The Los Angeles Dodgers orchestrated a campaign to get Russell Martin elected as the National League's starting All-Star catcher. The push included a rally at Dodger Stadium, promotional T-shirts and bilingual stickers emblazoned with VOT FOR RUSSELL! and VOIX POUR LE RUSSELL!, a gimmick that might have helped lift Martin past Paul Lo Duca of the New York Mets -- Martin led by 120,000 votes as of Sunday -- but certainly cut into the high school French teacher support. Of the four French words on the sticker, two were misused. Not to go all Flaubert on your derrière, but voix, as vote, works only as a noun. And to insert an article before his name and call him Le Russell implies, like the Donald, there is something pompous about a player who does not have an ounce of pretension on his 5' 10", 210-pound frame. Martin is the good-natured son of a Franco-Manitoban mother and an Anglophone Quebecer father, a bilingual 24-year-old who learned his baseball in the middle-class district of Montreal called Notre-Dame-de-Grâce. When he first heard of the clunky translation during the Dodgers' three-game series in Toronto last week, he groaned, chuckled and bolted from the dugout in search of a team official.

Martin was going -- what are les mots justes? -- to break some Balzac.

If the campaign stickers were lost in translation (the Dodgers later corrected their French), the All-Star balloting nonetheless made clear that the baseball world has identified a new cornerstone catcher. Maybe manager Grady Little's analogy of Martin as Seabiscuit, a West Coast thoroughbred who didn't get much initial attention, was valid three weeks ago, but the presumptive All-Star turned into Northern Dancer when he was greeted by seven Canadian television outlets at a press conference before the Blue Jays' series opener.

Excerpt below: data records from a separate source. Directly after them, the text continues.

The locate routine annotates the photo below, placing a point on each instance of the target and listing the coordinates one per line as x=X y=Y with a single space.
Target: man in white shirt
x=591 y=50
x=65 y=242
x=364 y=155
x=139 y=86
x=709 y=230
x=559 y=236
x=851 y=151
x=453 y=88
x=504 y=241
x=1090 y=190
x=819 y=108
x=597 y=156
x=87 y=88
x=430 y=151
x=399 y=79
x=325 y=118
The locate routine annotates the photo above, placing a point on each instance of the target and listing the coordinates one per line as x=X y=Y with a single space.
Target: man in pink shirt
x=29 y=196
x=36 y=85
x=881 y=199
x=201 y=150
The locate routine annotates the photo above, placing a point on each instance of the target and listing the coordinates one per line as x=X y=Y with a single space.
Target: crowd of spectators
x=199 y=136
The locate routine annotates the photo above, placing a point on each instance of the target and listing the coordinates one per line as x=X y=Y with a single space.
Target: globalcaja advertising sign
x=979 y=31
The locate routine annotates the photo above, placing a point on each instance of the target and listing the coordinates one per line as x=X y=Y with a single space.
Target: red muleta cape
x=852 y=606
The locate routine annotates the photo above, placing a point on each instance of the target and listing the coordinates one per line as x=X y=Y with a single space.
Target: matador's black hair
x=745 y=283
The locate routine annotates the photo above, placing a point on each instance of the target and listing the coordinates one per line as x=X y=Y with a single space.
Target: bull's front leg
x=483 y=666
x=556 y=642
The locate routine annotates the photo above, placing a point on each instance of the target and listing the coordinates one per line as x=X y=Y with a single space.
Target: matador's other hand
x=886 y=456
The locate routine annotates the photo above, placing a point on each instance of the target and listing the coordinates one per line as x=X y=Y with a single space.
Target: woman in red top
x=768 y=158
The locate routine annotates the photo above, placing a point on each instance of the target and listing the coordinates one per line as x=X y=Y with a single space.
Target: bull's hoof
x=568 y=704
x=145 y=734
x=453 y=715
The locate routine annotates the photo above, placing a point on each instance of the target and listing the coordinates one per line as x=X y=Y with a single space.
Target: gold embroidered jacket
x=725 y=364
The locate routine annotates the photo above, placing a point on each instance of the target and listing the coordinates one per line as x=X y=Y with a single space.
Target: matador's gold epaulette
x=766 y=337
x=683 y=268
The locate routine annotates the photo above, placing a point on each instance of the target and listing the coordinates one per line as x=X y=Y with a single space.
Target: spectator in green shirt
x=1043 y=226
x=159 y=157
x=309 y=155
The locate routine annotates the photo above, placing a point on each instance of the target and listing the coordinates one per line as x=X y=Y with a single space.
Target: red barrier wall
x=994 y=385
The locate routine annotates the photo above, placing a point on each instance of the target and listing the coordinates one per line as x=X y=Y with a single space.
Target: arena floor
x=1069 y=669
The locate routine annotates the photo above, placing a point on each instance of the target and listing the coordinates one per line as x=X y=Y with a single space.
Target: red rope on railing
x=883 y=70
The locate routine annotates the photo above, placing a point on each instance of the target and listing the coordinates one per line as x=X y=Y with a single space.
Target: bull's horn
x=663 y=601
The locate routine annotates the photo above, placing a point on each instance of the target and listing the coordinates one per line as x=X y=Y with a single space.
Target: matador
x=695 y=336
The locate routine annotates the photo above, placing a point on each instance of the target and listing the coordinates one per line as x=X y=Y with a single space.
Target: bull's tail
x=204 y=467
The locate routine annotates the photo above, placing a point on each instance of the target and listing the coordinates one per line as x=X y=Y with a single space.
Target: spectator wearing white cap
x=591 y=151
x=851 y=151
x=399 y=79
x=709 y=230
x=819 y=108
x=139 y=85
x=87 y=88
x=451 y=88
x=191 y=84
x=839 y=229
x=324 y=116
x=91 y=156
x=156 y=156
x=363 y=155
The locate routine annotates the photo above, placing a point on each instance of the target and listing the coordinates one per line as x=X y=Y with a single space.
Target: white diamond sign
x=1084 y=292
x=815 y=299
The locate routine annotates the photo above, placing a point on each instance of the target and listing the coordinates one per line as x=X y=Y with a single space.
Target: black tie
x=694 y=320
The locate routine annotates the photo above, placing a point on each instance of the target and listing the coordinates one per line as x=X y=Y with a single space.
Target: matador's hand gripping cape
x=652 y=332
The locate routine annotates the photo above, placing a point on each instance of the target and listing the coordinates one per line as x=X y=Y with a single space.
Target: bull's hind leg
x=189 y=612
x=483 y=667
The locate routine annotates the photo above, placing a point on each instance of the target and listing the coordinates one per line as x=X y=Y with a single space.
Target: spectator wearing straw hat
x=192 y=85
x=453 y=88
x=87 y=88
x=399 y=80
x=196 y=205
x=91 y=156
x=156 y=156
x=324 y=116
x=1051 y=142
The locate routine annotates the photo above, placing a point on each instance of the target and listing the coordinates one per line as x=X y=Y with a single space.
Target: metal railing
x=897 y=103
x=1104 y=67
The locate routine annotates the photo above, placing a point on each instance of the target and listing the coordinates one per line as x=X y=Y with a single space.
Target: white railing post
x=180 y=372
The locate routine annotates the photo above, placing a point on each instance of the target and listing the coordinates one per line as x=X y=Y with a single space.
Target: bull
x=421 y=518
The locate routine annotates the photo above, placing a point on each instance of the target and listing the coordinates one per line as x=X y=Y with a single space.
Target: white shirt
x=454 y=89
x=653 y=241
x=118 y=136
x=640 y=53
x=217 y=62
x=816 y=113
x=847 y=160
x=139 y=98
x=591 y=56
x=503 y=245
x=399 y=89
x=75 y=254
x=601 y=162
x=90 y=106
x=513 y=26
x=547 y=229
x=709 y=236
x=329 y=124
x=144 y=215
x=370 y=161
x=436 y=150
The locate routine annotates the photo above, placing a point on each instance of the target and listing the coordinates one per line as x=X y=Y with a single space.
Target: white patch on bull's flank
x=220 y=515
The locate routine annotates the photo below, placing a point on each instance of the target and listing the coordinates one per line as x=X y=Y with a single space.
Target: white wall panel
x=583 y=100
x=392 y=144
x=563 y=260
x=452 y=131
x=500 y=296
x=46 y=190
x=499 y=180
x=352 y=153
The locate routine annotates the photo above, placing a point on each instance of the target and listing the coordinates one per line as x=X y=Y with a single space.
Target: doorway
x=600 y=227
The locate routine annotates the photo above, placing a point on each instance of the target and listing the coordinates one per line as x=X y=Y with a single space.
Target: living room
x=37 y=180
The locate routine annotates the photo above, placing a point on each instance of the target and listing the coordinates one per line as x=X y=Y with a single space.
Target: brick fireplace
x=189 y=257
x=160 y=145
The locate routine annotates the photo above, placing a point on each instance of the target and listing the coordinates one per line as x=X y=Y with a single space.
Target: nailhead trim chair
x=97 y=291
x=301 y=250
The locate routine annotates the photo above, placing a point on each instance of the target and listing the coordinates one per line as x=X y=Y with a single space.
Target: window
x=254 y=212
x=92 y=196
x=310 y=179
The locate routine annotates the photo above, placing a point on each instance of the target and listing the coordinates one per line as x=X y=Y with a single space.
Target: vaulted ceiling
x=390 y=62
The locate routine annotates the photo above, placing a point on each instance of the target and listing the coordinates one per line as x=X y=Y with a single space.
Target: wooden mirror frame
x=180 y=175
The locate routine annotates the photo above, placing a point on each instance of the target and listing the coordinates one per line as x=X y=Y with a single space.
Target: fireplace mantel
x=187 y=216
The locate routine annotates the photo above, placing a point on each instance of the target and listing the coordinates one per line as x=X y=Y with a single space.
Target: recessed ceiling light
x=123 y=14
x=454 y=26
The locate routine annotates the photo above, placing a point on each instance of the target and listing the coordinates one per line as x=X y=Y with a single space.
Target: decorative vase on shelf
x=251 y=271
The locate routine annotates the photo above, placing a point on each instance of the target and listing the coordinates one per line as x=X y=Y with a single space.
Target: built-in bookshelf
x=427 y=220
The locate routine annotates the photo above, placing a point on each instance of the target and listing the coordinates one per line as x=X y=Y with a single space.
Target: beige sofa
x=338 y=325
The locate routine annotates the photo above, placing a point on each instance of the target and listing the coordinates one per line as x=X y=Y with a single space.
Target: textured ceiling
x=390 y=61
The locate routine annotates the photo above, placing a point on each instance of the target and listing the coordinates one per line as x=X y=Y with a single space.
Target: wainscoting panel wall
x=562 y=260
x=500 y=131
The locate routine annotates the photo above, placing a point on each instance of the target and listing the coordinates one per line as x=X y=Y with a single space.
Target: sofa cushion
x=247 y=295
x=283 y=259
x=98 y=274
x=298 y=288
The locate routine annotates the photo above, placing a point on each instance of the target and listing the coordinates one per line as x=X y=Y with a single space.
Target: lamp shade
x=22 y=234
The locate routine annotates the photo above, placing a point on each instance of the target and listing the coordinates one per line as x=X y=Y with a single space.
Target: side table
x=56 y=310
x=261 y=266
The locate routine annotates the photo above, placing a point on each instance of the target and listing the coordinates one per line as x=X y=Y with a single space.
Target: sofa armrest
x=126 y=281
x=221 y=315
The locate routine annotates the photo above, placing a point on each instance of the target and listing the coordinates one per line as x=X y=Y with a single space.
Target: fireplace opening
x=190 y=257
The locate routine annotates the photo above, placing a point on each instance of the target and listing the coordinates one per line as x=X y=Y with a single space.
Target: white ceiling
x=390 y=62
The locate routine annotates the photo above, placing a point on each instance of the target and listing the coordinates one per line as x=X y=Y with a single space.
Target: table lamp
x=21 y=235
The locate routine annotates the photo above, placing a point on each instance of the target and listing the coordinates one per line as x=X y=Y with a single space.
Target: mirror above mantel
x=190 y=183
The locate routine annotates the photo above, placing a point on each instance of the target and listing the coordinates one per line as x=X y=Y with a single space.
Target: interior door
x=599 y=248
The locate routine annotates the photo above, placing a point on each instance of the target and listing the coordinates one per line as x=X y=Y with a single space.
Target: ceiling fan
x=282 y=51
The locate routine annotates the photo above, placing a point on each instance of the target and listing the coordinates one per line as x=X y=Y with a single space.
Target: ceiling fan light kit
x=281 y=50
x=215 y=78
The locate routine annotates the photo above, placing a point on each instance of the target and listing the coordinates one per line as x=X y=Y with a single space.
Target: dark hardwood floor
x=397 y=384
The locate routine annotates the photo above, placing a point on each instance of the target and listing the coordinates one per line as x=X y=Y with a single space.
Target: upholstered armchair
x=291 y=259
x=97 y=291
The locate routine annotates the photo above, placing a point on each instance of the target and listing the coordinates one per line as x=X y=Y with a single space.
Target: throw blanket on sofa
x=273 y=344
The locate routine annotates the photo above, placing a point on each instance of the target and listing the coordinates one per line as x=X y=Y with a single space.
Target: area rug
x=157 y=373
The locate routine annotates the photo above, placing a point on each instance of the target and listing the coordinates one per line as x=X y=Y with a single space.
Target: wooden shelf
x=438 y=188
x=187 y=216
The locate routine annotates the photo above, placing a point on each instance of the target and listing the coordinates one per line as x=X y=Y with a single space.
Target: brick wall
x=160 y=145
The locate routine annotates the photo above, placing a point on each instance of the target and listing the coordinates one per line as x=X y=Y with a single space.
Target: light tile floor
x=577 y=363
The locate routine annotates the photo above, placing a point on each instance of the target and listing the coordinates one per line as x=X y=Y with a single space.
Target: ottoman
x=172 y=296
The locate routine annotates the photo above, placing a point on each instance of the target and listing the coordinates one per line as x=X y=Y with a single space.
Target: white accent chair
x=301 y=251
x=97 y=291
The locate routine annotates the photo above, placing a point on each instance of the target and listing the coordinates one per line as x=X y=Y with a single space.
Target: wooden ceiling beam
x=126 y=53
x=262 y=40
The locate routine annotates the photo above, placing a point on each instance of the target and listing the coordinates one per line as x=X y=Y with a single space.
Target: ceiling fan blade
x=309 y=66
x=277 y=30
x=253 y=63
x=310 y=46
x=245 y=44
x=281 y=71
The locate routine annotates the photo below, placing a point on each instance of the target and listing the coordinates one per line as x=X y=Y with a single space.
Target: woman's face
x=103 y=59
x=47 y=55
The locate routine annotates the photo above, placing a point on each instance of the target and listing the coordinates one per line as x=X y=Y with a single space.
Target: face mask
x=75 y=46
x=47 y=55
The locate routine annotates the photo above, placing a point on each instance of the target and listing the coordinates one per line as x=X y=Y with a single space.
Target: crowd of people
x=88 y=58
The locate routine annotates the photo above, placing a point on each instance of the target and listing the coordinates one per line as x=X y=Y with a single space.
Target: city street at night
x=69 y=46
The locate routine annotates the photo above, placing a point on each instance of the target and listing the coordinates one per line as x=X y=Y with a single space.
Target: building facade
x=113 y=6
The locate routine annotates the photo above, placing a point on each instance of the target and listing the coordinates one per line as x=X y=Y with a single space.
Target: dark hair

The encomiums pour in. "The guy is an offensive player, a defensive player, a runner," Arizona Diamondbacks manager Bob Melvin says. "He's very aware at a young age of how the game is played. He'll be a multiple All-Star, in my opinion. He does everything." Colorado Rockies bench coach Jamie Quirk, a former major league catcher, says he would take Martin as the first player, even ahead of New York Mets shortstop Jose Reyes, if he were starting a team. "I'd been trying to convince the Dodgers for two years that they had a little Pudge Rodriguez on their hands," says Texas Rangers reliever Eric Gagné, the former Los Angeles closer who attended the same sport-and-study Montreal high school as Martin. "I don't know if he'll win 10 Gold Gloves, but he has a chance to become that [good]. He's got a perfect body, sets a perfect target and is really, really quiet back there. Already he's one of the best at calling games." In Martin's 192 games since joining the team in May 2006, manager Grady Little and pitching coach Rick Honeycutt have found reason to carp about pitch selection perhaps five times. "That," Little says, "speaks volumes." Martin also is a formidable offensive presence, at least by the scaled-down expectations of his grinding position. Through Sunday he had eight home runs. He also led National League catchers in hits (72), runs (42), RBIs (47), stolen bases (13), walks (28), slugging percentage (.454), on-base percentage (.359), games (71) and, presumably, names. He has five. He is, formally, Russell Nathan Coltrane Jeanson Martin.